Higher education continues to grow in expense, such that an elitist class of people can only afford to pay for it outright. The rest of the population has to turn to financial aid packages, which regularly include federal Stafford student loans. These loans take up the bulk of a lot of financial aid packages and make it possible for everyone to get a higher education degree. There are a couple of different Stafford loans but only one way to apply for them.
How to apply for a Stafford loan
A federal subsidized Stafford loan means that the federal government pays the interest on your student loan while you are in school at least half time, carrying eight to twelve credits, depending on the institution of higher learning which you attend. Unsubsidized Stafford loans accumulate the interest regardless of whether or not you are in school, thereby compounding the amount you owe to a greater degree and sum by the time you have graduated and finished your degree. Obviously then, you would want to apply for direct Stafford loan that’s subsidized first, and unsubsidized second or last depending on what else you can get in your financial aid package.

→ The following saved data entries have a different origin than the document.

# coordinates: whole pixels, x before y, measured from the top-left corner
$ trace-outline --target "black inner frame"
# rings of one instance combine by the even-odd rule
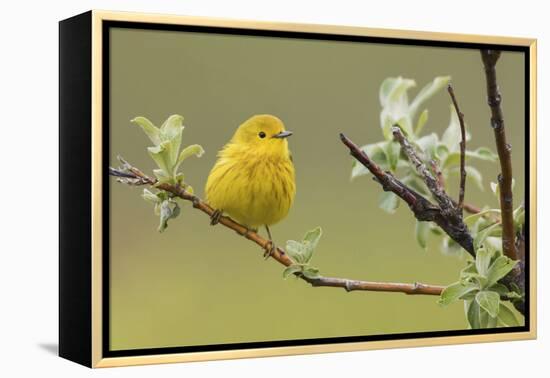
[[[274,340],[262,342],[245,342],[231,344],[212,344],[212,345],[191,345],[181,347],[165,347],[165,348],[144,348],[144,349],[128,349],[128,350],[110,350],[110,193],[111,180],[107,176],[110,158],[110,140],[109,140],[109,118],[110,118],[110,29],[111,28],[127,28],[127,29],[146,29],[146,30],[165,30],[165,31],[181,31],[181,32],[199,32],[211,34],[230,34],[243,36],[261,36],[261,37],[279,37],[279,38],[299,38],[312,40],[329,40],[329,41],[344,41],[357,43],[383,43],[396,45],[412,45],[412,46],[432,46],[432,47],[451,47],[464,49],[495,49],[502,51],[523,52],[525,59],[525,218],[526,231],[526,254],[525,254],[525,325],[522,327],[507,327],[493,329],[477,329],[477,330],[447,330],[447,331],[432,331],[432,332],[414,332],[414,333],[395,333],[369,336],[345,336],[345,337],[330,337],[316,338],[305,340]],[[385,38],[385,37],[367,37],[355,35],[336,35],[324,33],[306,33],[306,32],[289,32],[289,31],[272,31],[272,30],[251,30],[226,27],[211,27],[211,26],[191,26],[191,25],[167,25],[144,22],[126,22],[126,21],[103,21],[103,86],[102,86],[102,127],[103,127],[103,156],[102,165],[105,176],[103,177],[103,267],[102,267],[102,305],[103,305],[103,337],[102,337],[102,354],[103,357],[127,357],[139,355],[155,355],[155,354],[170,354],[170,353],[190,353],[190,352],[207,352],[220,350],[235,350],[235,349],[253,349],[253,348],[269,348],[269,347],[290,347],[303,346],[314,344],[339,344],[362,341],[382,341],[382,340],[399,340],[399,339],[422,339],[445,336],[463,336],[463,335],[486,335],[511,332],[528,332],[530,330],[530,55],[528,46],[507,46],[498,44],[482,44],[482,43],[461,43],[461,42],[445,42],[445,41],[429,41],[418,39],[403,39],[403,38]],[[481,69],[481,63],[480,63]]]

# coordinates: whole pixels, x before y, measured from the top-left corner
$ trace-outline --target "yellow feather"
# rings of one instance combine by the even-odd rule
[[[252,229],[285,218],[296,194],[287,135],[271,115],[253,116],[239,126],[208,176],[210,206]]]

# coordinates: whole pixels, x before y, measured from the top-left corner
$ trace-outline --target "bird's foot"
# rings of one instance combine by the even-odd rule
[[[273,256],[273,253],[275,253],[275,250],[277,249],[277,247],[275,246],[275,243],[273,243],[273,241],[269,240],[267,242],[267,244],[265,245],[265,252],[264,252],[264,259],[268,259],[270,258],[271,256]]]
[[[221,217],[222,217],[222,211],[218,209],[214,210],[214,212],[210,216],[210,225],[211,226],[217,225]]]

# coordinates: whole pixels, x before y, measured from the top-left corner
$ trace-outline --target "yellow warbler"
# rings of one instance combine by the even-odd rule
[[[214,209],[212,224],[222,213],[249,229],[269,226],[288,214],[296,193],[294,165],[283,122],[272,115],[255,115],[239,126],[218,153],[206,182],[206,200]]]

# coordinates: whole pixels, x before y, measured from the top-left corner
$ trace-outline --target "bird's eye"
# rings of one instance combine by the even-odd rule
[[[265,138],[265,133],[263,131],[260,131],[258,136],[263,139],[263,138]]]

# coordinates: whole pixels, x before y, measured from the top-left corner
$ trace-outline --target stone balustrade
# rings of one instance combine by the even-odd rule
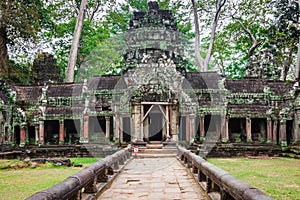
[[[191,170],[209,199],[272,199],[259,189],[244,183],[184,147],[178,146],[178,157]]]
[[[131,147],[128,146],[89,165],[57,185],[33,194],[27,200],[96,198],[111,184],[116,174],[120,171],[121,166],[131,156]]]

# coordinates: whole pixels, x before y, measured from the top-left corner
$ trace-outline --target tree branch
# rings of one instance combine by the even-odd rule
[[[216,13],[215,13],[215,17],[214,17],[214,21],[213,21],[213,27],[212,27],[212,32],[211,32],[211,36],[210,36],[210,42],[209,42],[209,47],[205,56],[205,61],[204,61],[204,66],[205,66],[205,70],[208,69],[208,64],[212,55],[212,51],[213,51],[213,47],[214,47],[214,43],[215,43],[215,37],[216,37],[216,30],[217,30],[217,26],[218,26],[218,21],[219,21],[219,17],[221,14],[221,10],[222,7],[225,5],[226,0],[217,0],[217,4],[216,4]]]
[[[242,29],[246,32],[246,34],[249,36],[249,38],[251,39],[252,42],[252,46],[250,47],[249,51],[248,51],[248,56],[249,58],[251,58],[251,56],[253,55],[254,50],[262,43],[262,41],[257,42],[257,40],[255,39],[254,35],[251,33],[251,31],[243,24],[243,22],[241,21],[241,19],[238,19],[234,16],[232,16],[233,19],[237,20],[237,22],[241,25]]]

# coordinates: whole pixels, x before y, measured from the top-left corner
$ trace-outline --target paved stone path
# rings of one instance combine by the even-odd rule
[[[98,199],[204,199],[199,185],[175,157],[131,160]]]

Every year starting in February, college students can go online to FAFSA.gov to fill out their applications for the following school year’s financial aid package. The FAFSA, or Federal Application For Student Aid, is a long and lengthy application when first filled out, but gets easier every year as long as nothing changes in income, assets or other monetary items that would affect aid or the receiving thereof. Students, if under a certain age and still technically under their parents’ charge, would have their parents fill it out as it is based on the parents’ income tax forms from the previous year and their fiscal picture. If the student is married or independent of their parents’ home and can provide proof of such, or if they are a non-traditional older student, parents’ income and taxes are no longer necessary to the application. It then becomes the student’s responsibility to show proof of need and income and any tax forms they had filed for the previous year. Once complete and FAFSA has received accurate documentation, it takes a few months without corrections to develop an offering of a financial aid package, and the student has to check on the form that they are interested in federal Stafford student loans.
Paying the Stafford loan back
Once a student has finished their degree and graduated, the student loan grace period is two months. Two months are given to everyone to find a job and start paying the loans back. At this point and time the interest will start to accrue unless you have also chosen unsubsidized Stafford loans, which, if you remember, the interest has been accruing all along. If you find that you can not pay your loans back because of financial hardship or can’t find a job in your field, there is such a thing as a Stafford loan forgiveness program. This route isn’t for everyone; it usually involves extremely stressful and potentially dangerous service in areas of the country or globally where poverty and crime rates are high, even among young adults and teens. For example, taking a job as a teacher in the roughest neighborhood in Harlem or Milwaukee and serving there on staff for x amount of years, the federal government will take note of your service (you have to notify them that you’ve taken the position, of course!) and completely excuse your loan. If you don’t mind this work and want to make a difference in such difficult communities, then this might be the perfect way for you to get your education for “free”. There is also an enrollment application for this program in most states, and it can be downloaded from the government’s financial aid website or you can get a copy from the college financial aid office. Don’t do this though, until you’re certain you have a job that qualifies for forgiveness.